Радуги тут были не редкость. Иногда в один день весь климат сменялся другим, третьим: яркое солнце, надвигающаяся гроза, снегопад, заверти и порывы ветра – такого неистового, что человеку на ногах не устоять, но, когда Торстейнн, не выдержав, укрывался в доме, каменная женщина, подобно скользящему по волнам серфингисту, с наслаждением противоборствовала буйным воздушным потокам. В начале скоротечного лета распускались цветы: камнеломка и очиток, подмаренник и вездесущий золотистый дудник. Инес и Торстейнн гуляли по мягким серым коврам Certaria islandica: лишайника, который называют исландским мхом. Олений корм, человеческая пища, лекарство от рака, рассказывал Торстейнн.
Однажды, когда они у камина ужинали копченой ягнятиной и яичницей, он чинно спросил, не согласится ли она ему позировать. Стоял светлый северный вечер, лицо его в лучах заката пылало, борода отливала золотом и медью, вспыхивала пламенем. Инес не видела себя с самого отъезда из Англии. Зеркала она не захватила, а стены Торстейнновой хижины берегли себя от присутствия всего отражающего, разве что в мастерской стояли мешки с цветными стекляшками для мозаики.
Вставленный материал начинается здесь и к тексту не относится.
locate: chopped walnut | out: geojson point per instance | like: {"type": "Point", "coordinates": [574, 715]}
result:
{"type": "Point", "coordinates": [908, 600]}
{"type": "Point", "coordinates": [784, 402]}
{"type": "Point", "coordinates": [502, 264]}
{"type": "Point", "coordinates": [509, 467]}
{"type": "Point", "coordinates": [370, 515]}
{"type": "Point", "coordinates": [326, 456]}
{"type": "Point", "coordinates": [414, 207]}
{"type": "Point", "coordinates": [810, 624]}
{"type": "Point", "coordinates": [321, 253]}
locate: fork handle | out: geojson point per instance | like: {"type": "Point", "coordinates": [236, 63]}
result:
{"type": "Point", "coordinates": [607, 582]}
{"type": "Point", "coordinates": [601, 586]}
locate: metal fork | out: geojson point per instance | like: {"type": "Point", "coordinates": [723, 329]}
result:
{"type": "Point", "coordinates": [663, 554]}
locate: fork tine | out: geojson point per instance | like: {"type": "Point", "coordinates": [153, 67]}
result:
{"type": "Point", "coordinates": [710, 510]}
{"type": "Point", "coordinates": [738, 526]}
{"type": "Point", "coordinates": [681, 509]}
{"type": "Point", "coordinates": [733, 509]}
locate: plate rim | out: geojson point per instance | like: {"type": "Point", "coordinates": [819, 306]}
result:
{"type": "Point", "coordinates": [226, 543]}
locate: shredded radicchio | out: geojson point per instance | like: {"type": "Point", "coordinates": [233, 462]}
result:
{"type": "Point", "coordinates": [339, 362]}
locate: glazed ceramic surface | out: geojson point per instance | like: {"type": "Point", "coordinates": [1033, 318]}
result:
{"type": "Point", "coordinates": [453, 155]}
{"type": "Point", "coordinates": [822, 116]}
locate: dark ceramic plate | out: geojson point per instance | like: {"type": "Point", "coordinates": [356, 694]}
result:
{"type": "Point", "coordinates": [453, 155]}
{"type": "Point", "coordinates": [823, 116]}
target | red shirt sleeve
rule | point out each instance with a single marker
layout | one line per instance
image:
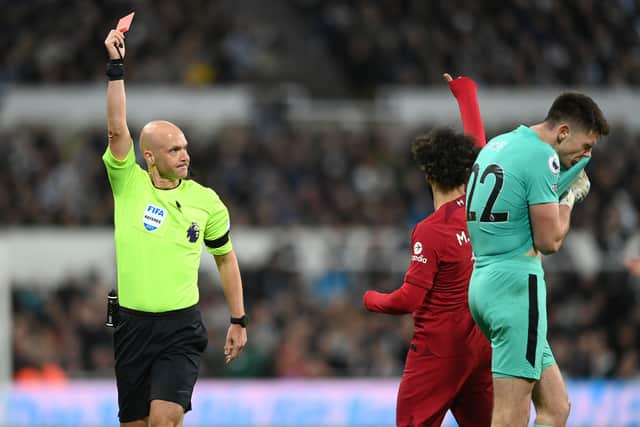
(405, 299)
(466, 92)
(418, 280)
(423, 265)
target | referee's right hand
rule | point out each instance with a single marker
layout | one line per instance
(114, 44)
(235, 342)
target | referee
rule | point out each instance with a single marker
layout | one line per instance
(161, 220)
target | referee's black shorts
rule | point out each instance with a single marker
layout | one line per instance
(157, 356)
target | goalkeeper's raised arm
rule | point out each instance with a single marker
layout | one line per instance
(119, 136)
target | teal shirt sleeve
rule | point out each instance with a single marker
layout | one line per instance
(119, 171)
(567, 176)
(542, 179)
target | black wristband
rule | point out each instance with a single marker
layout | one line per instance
(115, 69)
(242, 321)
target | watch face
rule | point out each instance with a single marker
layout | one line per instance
(242, 321)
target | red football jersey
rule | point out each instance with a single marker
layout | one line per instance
(442, 262)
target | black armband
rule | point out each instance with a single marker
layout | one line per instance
(115, 69)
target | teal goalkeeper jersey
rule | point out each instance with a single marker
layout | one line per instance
(159, 236)
(514, 170)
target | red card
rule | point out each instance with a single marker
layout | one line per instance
(125, 22)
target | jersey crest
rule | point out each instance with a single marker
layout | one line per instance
(153, 217)
(193, 232)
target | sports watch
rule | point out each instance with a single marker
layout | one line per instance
(242, 321)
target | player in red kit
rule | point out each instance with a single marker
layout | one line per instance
(448, 366)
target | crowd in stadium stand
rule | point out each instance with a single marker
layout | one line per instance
(372, 43)
(329, 177)
(513, 43)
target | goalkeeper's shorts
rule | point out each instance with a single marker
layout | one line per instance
(508, 301)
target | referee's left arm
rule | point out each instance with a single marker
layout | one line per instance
(232, 288)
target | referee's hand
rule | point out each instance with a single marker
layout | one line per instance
(235, 342)
(115, 44)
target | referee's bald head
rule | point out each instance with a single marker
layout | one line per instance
(157, 133)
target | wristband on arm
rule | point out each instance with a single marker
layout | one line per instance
(115, 69)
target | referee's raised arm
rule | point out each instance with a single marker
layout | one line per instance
(119, 136)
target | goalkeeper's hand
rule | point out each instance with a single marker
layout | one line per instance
(578, 190)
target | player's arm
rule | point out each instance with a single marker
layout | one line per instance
(465, 91)
(405, 299)
(551, 221)
(232, 287)
(119, 136)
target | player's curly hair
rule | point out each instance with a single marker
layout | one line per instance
(446, 157)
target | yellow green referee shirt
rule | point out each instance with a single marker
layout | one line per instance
(159, 236)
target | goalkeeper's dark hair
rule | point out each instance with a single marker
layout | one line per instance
(446, 157)
(580, 110)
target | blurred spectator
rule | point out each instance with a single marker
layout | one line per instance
(520, 42)
(373, 43)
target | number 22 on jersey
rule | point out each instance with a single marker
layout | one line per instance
(488, 215)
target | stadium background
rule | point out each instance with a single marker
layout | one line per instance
(300, 113)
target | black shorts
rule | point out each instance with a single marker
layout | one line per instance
(157, 356)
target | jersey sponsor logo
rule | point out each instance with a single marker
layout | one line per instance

Она ответила, что не знает, так ли уж она теперь отличается от камней, которые он собрал и так красиво, так ненавязчиво отделал. Может, лучше ему заняться не портретом, а украсить ее, пустить по ее телу резьбу, когда… Когда все будет кончено, недоговорила она: представить себе конец она не могла. Острыми зубами она принялась отрывать кусочки аппетитной ягнятины. Мясо стало для нее жизненной необходимостью, хотя сама она этого не замечала. Она перемалывала ткани челюстями, как жерновами. Она будет рада помочь ему, чем только может, сказала она.
Торстейнн ответил: она – то, что рисовалось ему только в воображении. Всю жизнь я изображал метаморфозы. Метаморфозы медленные – по человеческим меркам. А по меркам земли, на которой мы живем, – быстрые, ох быстрые. Вы – воплощенная метаморфоза. Такую можно увидеть только в мечтах. Он поднял бокал. Пью за вас. Меняясь, вы и меня совсем изменили. Я хочу запечатлеть эту перемену. Она сказала, что сочтет за честь, – сказала от души.